Many people are interested in their ancestry. Traditionally, historical records are the main sources of information for knowing one's ancestry. In the age of Genomics, analyzing one's genome is becoming the most popular way of ancestry test. Companies now offer such tests to millions of customers. The influx of DNA ancestry tests now make people know not only something about themselves, but also more about their ancestors. Interesting questions have been raised about how much one can learn about his or her recent ancestors from one's own DNA. Recently, the investigator has been working with a population geneticist on developing computational methods for inferring recent ancestors from an individual's genome. Imagine that a little girl, Alice, has both European and Native American heritage and wants to know something about her recent ancestors. Existing commercial ancestry tests provide estimates of genetic composition on Alice's genome (e.g., percentage of Alice's DNAs or long genomic segments that can be traced to Native American origin). The problem considered by the investigator and his collaborators, on the other hand, concerns the inference of the genetic composition of recent ancestors from Alice's genome. That is, the investigator aims to answer questions such as "I only have my own genome but I want to know about my recent ancestors. Are my parents 50%-50% European and Native American? Or one is unadmixed European and the other is unadmixed Native American? How about my grandparents?" Such questions have not been rigorously addressed in the literature before, even though these questions may be of interests to both geneticists and consumers of genetic tests.

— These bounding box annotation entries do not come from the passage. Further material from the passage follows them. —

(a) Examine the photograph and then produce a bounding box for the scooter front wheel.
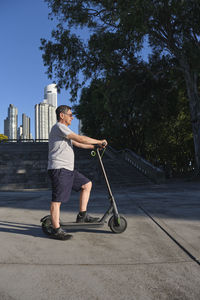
[41,216,52,235]
[108,215,127,233]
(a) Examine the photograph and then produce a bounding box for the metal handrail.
[108,146,166,183]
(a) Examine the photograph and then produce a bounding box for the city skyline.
[3,83,57,140]
[0,0,78,138]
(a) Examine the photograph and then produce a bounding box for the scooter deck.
[60,222,105,229]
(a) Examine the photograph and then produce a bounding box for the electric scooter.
[40,145,127,235]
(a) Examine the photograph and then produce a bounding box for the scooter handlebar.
[94,143,106,149]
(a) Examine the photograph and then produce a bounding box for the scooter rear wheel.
[42,216,52,235]
[108,215,127,233]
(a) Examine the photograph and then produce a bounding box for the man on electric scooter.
[48,105,107,240]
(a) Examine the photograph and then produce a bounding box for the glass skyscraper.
[4,104,18,140]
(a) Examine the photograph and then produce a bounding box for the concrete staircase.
[75,149,152,187]
[0,142,49,190]
[0,142,151,190]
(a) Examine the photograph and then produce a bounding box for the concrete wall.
[0,142,50,190]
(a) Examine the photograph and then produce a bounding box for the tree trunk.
[182,63,200,175]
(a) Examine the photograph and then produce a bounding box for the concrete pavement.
[0,181,200,300]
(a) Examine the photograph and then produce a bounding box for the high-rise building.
[4,117,9,137]
[44,83,57,107]
[4,104,18,140]
[22,114,31,140]
[35,84,57,140]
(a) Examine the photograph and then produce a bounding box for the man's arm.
[67,132,108,149]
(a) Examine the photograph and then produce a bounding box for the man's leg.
[80,181,92,212]
[50,202,61,229]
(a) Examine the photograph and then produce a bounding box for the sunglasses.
[64,113,73,118]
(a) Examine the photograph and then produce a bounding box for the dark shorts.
[48,168,90,202]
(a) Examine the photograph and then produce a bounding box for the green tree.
[0,133,8,141]
[41,0,200,170]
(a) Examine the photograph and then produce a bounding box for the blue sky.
[0,0,78,136]
[0,0,149,137]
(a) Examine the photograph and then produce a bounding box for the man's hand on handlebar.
[98,140,108,149]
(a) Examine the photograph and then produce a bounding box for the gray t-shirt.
[48,122,74,171]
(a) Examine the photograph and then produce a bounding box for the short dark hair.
[56,105,71,121]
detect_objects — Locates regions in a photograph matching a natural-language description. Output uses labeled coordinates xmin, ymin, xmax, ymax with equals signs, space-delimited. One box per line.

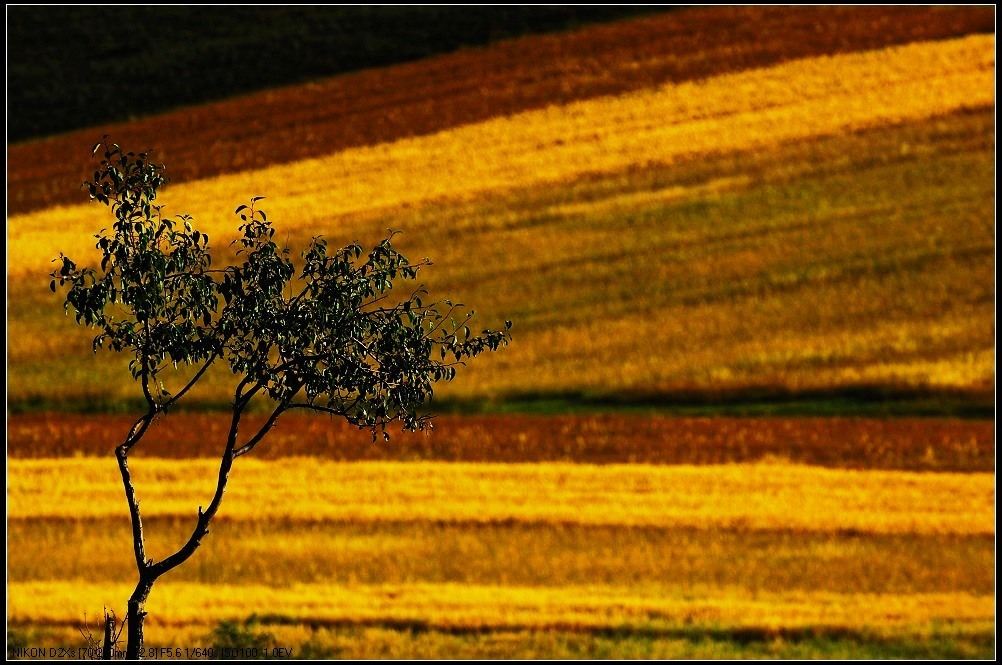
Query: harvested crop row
xmin=8 ymin=36 xmax=994 ymax=282
xmin=8 ymin=581 xmax=995 ymax=633
xmin=7 ymin=414 xmax=995 ymax=472
xmin=7 ymin=7 xmax=995 ymax=213
xmin=7 ymin=108 xmax=995 ymax=404
xmin=7 ymin=458 xmax=995 ymax=534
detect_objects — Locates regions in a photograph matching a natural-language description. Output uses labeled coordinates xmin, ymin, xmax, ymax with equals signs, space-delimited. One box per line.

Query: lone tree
xmin=50 ymin=136 xmax=511 ymax=659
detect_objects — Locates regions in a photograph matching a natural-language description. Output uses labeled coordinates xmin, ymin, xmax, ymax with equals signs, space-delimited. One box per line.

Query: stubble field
xmin=7 ymin=8 xmax=995 ymax=658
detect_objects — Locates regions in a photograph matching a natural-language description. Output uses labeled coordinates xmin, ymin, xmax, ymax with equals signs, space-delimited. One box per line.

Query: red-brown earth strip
xmin=7 ymin=6 xmax=995 ymax=214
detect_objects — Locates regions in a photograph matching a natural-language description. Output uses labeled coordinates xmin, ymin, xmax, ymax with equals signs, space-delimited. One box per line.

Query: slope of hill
xmin=7 ymin=7 xmax=995 ymax=213
xmin=6 ymin=5 xmax=671 ymax=141
xmin=8 ymin=36 xmax=994 ymax=416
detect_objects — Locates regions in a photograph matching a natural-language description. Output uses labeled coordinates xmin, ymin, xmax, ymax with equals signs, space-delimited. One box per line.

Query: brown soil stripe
xmin=8 ymin=7 xmax=995 ymax=214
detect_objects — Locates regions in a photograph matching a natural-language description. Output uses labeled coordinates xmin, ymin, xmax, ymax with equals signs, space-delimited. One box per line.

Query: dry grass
xmin=8 ymin=580 xmax=995 ymax=632
xmin=9 ymin=38 xmax=994 ymax=410
xmin=7 ymin=7 xmax=995 ymax=213
xmin=7 ymin=458 xmax=995 ymax=536
xmin=8 ymin=35 xmax=995 ymax=277
xmin=8 ymin=111 xmax=994 ymax=406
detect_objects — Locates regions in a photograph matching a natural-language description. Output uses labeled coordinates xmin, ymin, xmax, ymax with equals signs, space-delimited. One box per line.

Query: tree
xmin=50 ymin=136 xmax=511 ymax=659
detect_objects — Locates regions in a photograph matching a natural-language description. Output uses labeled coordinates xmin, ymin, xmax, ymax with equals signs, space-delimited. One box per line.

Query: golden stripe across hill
xmin=8 ymin=35 xmax=995 ymax=275
xmin=8 ymin=581 xmax=995 ymax=634
xmin=7 ymin=458 xmax=995 ymax=536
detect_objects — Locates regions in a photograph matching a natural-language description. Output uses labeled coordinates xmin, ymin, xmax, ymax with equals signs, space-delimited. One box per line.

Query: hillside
xmin=7 ymin=7 xmax=995 ymax=213
xmin=8 ymin=36 xmax=994 ymax=413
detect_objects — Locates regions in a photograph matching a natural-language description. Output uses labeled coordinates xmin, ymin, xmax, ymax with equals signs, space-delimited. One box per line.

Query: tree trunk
xmin=101 ymin=611 xmax=115 ymax=660
xmin=125 ymin=574 xmax=153 ymax=660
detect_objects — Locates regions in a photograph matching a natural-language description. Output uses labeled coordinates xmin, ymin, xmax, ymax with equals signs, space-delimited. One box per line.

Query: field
xmin=7 ymin=7 xmax=996 ymax=659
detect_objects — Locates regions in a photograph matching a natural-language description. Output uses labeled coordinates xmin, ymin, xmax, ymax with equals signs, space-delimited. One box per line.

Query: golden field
xmin=8 ymin=458 xmax=995 ymax=657
xmin=7 ymin=8 xmax=996 ymax=659
xmin=8 ymin=35 xmax=995 ymax=276
xmin=7 ymin=458 xmax=995 ymax=536
xmin=8 ymin=36 xmax=994 ymax=410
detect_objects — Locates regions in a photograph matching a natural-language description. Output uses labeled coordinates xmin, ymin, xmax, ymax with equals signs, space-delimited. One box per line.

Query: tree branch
xmin=115 ymin=408 xmax=154 ymax=575
xmin=162 ymin=353 xmax=219 ymax=409
xmin=233 ymin=405 xmax=286 ymax=459
xmin=149 ymin=400 xmax=243 ymax=579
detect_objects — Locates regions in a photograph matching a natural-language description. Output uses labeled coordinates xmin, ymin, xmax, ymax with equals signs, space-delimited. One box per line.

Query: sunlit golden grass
xmin=7 ymin=412 xmax=995 ymax=472
xmin=21 ymin=615 xmax=995 ymax=660
xmin=7 ymin=458 xmax=995 ymax=536
xmin=8 ymin=37 xmax=995 ymax=408
xmin=7 ymin=511 xmax=995 ymax=595
xmin=8 ymin=110 xmax=995 ymax=405
xmin=7 ymin=580 xmax=995 ymax=632
xmin=8 ymin=35 xmax=994 ymax=275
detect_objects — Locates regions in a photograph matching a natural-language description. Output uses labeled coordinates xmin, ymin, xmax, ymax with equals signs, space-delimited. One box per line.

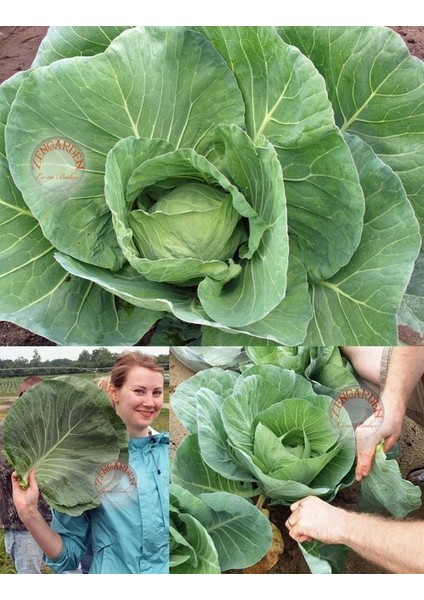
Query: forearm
xmin=19 ymin=510 xmax=62 ymax=558
xmin=381 ymin=346 xmax=424 ymax=416
xmin=340 ymin=511 xmax=424 ymax=573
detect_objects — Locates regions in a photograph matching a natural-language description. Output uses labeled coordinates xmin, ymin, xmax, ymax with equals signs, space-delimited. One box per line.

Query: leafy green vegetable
xmin=3 ymin=376 xmax=126 ymax=515
xmin=170 ymin=484 xmax=272 ymax=574
xmin=171 ymin=354 xmax=421 ymax=573
xmin=0 ymin=26 xmax=424 ymax=346
xmin=172 ymin=365 xmax=355 ymax=504
xmin=358 ymin=444 xmax=421 ymax=519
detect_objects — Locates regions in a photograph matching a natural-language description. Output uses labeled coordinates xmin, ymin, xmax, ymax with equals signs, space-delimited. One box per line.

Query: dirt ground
xmin=0 ymin=25 xmax=424 ymax=346
xmin=169 ymin=354 xmax=424 ymax=575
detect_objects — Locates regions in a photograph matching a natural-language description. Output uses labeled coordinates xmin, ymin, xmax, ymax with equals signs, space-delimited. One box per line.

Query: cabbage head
xmin=0 ymin=26 xmax=424 ymax=346
xmin=172 ymin=365 xmax=355 ymax=504
xmin=170 ymin=484 xmax=272 ymax=574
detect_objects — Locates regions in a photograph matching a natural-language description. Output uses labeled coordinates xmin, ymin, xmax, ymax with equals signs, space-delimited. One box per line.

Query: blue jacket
xmin=46 ymin=433 xmax=169 ymax=574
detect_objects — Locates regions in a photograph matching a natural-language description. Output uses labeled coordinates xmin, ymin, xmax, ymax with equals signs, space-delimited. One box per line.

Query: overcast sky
xmin=0 ymin=346 xmax=169 ymax=360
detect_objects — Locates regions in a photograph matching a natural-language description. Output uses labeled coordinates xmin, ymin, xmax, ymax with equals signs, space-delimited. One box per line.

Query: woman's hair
xmin=110 ymin=351 xmax=164 ymax=389
xmin=94 ymin=375 xmax=110 ymax=393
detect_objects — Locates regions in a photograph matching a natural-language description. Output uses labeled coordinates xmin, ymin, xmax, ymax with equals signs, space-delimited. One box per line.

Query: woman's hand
xmin=12 ymin=470 xmax=40 ymax=523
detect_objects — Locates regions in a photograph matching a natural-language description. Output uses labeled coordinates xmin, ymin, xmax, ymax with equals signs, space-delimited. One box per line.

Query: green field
xmin=0 ymin=371 xmax=99 ymax=399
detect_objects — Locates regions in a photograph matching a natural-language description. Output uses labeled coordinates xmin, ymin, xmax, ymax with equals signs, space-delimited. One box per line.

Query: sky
xmin=0 ymin=346 xmax=169 ymax=360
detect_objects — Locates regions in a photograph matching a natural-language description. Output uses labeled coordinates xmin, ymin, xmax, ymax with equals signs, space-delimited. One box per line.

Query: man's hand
xmin=355 ymin=411 xmax=404 ymax=481
xmin=286 ymin=496 xmax=347 ymax=544
xmin=12 ymin=470 xmax=40 ymax=523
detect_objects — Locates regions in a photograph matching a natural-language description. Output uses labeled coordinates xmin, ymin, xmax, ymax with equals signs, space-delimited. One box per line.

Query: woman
xmin=12 ymin=352 xmax=169 ymax=574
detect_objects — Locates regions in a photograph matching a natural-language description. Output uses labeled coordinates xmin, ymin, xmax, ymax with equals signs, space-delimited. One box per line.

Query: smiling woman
xmin=4 ymin=352 xmax=169 ymax=574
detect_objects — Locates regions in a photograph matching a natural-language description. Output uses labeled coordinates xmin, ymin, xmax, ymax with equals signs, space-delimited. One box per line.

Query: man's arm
xmin=286 ymin=496 xmax=424 ymax=573
xmin=342 ymin=346 xmax=424 ymax=481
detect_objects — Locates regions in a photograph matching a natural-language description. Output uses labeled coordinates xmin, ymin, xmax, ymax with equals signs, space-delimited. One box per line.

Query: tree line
xmin=0 ymin=348 xmax=169 ymax=378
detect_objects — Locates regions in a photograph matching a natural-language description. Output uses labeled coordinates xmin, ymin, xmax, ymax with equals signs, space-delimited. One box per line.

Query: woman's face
xmin=110 ymin=367 xmax=163 ymax=437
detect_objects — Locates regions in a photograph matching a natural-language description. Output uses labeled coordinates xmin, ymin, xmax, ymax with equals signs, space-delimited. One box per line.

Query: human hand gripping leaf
xmin=4 ymin=377 xmax=125 ymax=515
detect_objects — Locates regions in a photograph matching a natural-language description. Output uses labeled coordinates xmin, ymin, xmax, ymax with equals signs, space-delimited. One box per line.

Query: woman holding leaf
xmin=9 ymin=352 xmax=169 ymax=574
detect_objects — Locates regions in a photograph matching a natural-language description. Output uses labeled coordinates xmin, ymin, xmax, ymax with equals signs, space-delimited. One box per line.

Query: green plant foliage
xmin=3 ymin=376 xmax=127 ymax=515
xmin=0 ymin=26 xmax=424 ymax=346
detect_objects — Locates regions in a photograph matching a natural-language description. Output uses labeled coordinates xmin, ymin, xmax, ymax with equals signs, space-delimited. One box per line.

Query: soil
xmin=169 ymin=354 xmax=424 ymax=575
xmin=0 ymin=25 xmax=424 ymax=346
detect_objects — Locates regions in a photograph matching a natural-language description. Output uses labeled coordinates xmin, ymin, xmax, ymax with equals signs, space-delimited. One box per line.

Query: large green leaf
xmin=221 ymin=371 xmax=284 ymax=451
xmin=278 ymin=27 xmax=424 ymax=232
xmin=171 ymin=367 xmax=238 ymax=433
xmin=171 ymin=433 xmax=260 ymax=497
xmin=200 ymin=492 xmax=272 ymax=571
xmin=196 ymin=388 xmax=250 ymax=481
xmin=202 ymin=255 xmax=312 ymax=346
xmin=32 ymin=25 xmax=128 ymax=68
xmin=278 ymin=27 xmax=424 ymax=344
xmin=398 ymin=252 xmax=424 ymax=345
xmin=3 ymin=380 xmax=120 ymax=514
xmin=358 ymin=444 xmax=422 ymax=519
xmin=245 ymin=346 xmax=309 ymax=375
xmin=170 ymin=484 xmax=272 ymax=573
xmin=171 ymin=514 xmax=221 ymax=575
xmin=198 ymin=126 xmax=289 ymax=328
xmin=299 ymin=540 xmax=349 ymax=575
xmin=6 ymin=27 xmax=244 ymax=269
xmin=307 ymin=136 xmax=421 ymax=345
xmin=0 ymin=156 xmax=161 ymax=345
xmin=55 ymin=248 xmax=312 ymax=345
xmin=200 ymin=27 xmax=364 ymax=278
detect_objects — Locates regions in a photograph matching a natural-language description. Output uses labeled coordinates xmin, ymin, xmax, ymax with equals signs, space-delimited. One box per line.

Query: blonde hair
xmin=110 ymin=351 xmax=164 ymax=389
xmin=94 ymin=375 xmax=110 ymax=393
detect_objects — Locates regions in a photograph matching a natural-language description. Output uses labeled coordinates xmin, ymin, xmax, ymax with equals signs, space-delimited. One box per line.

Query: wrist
xmin=17 ymin=506 xmax=41 ymax=527
xmin=331 ymin=508 xmax=357 ymax=546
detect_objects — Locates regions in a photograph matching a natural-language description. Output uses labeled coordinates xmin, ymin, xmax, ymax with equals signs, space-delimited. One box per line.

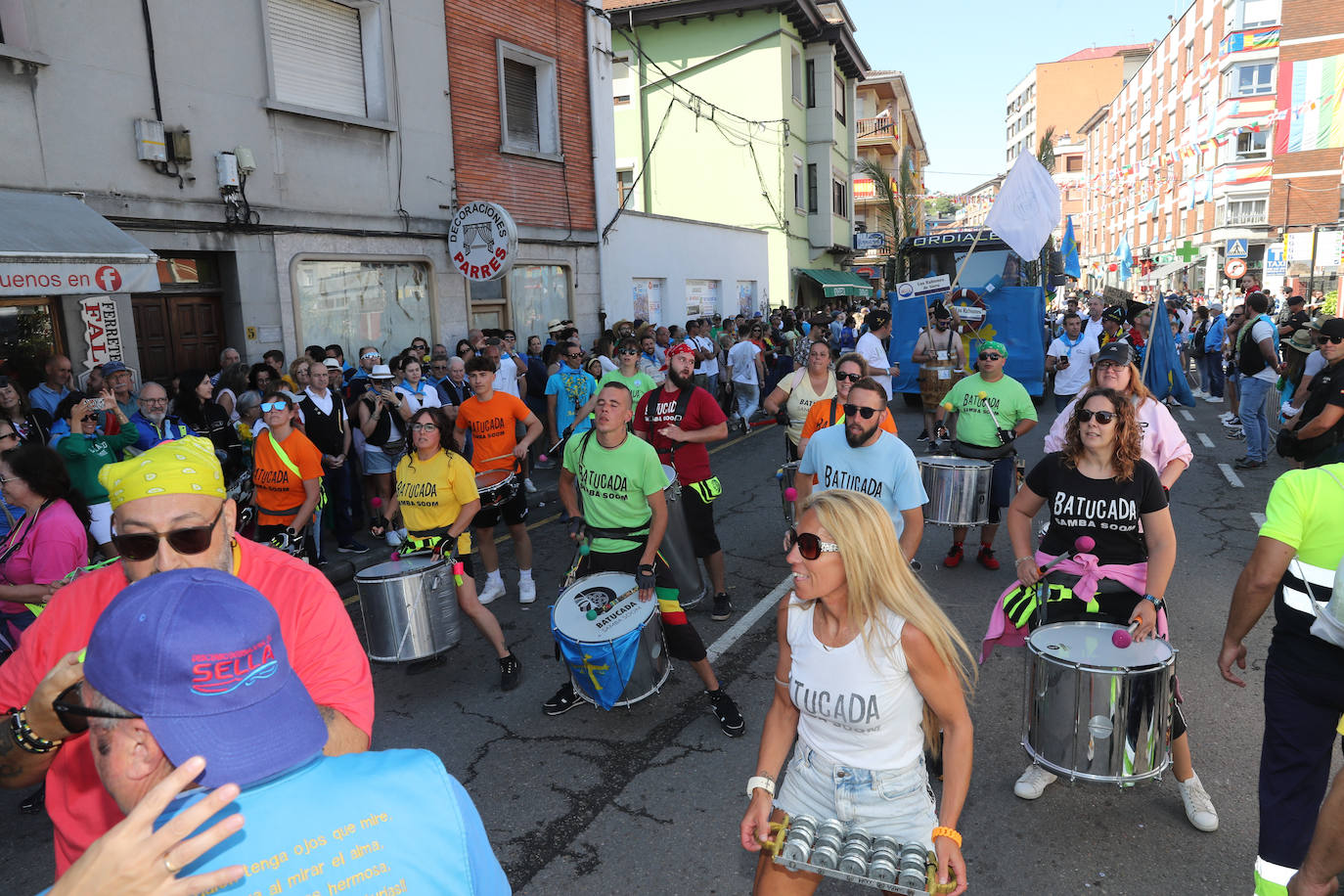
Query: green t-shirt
xmin=944 ymin=374 xmax=1036 ymax=447
xmin=564 ymin=431 xmax=668 ymax=554
xmin=597 ymin=370 xmax=658 ymax=407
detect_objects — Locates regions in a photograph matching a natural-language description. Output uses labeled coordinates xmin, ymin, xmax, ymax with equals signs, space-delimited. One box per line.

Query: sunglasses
xmin=784 ymin=529 xmax=840 ymax=560
xmin=112 ymin=504 xmax=224 ymax=561
xmin=51 ymin=681 xmax=141 ymax=735
xmin=1078 ymin=407 xmax=1115 ymax=426
xmin=844 ymin=404 xmax=881 ymax=421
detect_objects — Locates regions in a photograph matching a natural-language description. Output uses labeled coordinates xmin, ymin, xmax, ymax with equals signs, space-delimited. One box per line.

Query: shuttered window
xmin=504 ymin=59 xmax=542 ymax=152
xmin=266 ymin=0 xmax=368 ymax=116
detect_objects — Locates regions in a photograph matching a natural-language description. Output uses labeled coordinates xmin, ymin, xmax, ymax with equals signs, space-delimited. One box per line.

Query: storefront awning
xmin=0 ymin=191 xmax=158 ymax=295
xmin=798 ymin=267 xmax=873 ymax=298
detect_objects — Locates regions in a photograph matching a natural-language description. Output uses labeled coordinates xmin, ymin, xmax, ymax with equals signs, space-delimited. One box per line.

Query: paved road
xmin=0 ymin=389 xmax=1322 ymax=896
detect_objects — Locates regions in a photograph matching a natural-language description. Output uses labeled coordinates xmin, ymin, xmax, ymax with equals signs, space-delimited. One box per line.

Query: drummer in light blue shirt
xmin=794 ymin=378 xmax=928 ymax=559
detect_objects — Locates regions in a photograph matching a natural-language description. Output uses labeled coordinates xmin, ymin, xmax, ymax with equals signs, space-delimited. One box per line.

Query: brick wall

To address these questions, the investigator will work on new computational methods for DNA-based ancestry inference. The investigator plans to build on his recent research on this subject, the PedMix approach, which can infer the ancestry of recent ancestors (e.g., parents and grandparents) from a focal individual's genome. At present, PedMix is the only publically available method for inferring recent ancestors from a single individual's genome. In this project, the investigator plans to conduct research on the general subject of ancestry inference. The first objective is to improve the performance of PedMix to obtain more accurate inference results. This can make PedMix more applicable and practical to real genetic tests. The second objective is developing ancestry inference methods which can learn ancestry information for more distant ancestors. At present, due to computational difficulty, PedMix can only work for great grandparental inference at most. Finally, this project also aims to study new ancestry inference formulations which haven't been rigorously studied before. The key technical aspect of this project is computational efficiency. Successful completion of the research in this project will produce new efficient and accurate algorithms that are implemented in practical software tools and enable new ancestry inference from large scale genomics data. Developed software tools will be made available freely to the multidisciplinary research community, and are expected to enable novel biological applications in DNA-based ancestry inference.
This award reflects NSF's statutory mission and has been deemed worthy of support through evaluation using the Foundation's intellectual merit and broader impacts review criteria.